Background: Cerebrospinal fluid (CSF) biomarkers are routinely used for the differential diagnosis of rapidly progressive dementia, but are also affected by patients' characteristics.
Objective: To assess if stratification by age, sex, and genetic risk factors improves the accuracy of cerebrospinal fluid (CSF) biomarkers in patients with rapidly progressive dementia.
Methods: 1,538 individuals with sporadic Creutzfeldt-Jakob disease (CJD), 173 with classic Alzheimer's disease (cAD), 37 with rapidly progressive Alzheimer's disease (rpAD), and 589 without signs of dementia were included in this retrospective diagnostic study. The effect of age, sex, PRNP codon 129, and APOE genotype on CSF levels of tau, p-tau, Aβ1-42, and Aβ1-40 values measured at time of diagnostic work-up was assessed.

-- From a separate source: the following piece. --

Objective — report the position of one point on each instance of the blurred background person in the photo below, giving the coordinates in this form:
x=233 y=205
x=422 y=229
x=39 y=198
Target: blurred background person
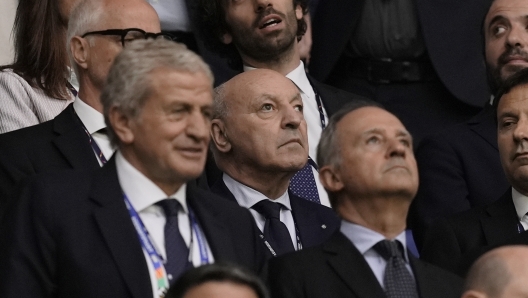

Results: Tau was a better marker for the differentiation of CJD and rpAD in older (AUC:0.97; 95% CI:0.96-1.00) than in younger (AUC:0.91; 95% CI:0.87-0.94) patients as tau levels increased with age in CJD patients, but not in rpAD patients. PRNP codon 129 and APOE genotype had complex effects on biomarkers in all diseases, making stratification by genotype a powerful tool. In females (AUC:0.78; 95% CI:0.65-0.91) and patients older than 70 (AUC:0.78; 95% CI:0.62-0.93), tau was able to differentiate with moderate accuracy between cAD and rpAD patients.
Conclusion: Implementation of stratum-specific reference ranges improves the diagnostic accuracy of CSF biomarkers for the differential diagnosis of rapidly progressive dementia. Diagnostic criteria developed for this setting have to take this into account.
Keywords: Alzheimer’s disease; Creutzfeldt-Jakob disease; amyloid-beta; biomarker; cerebrospinal fluid; dementia; tau.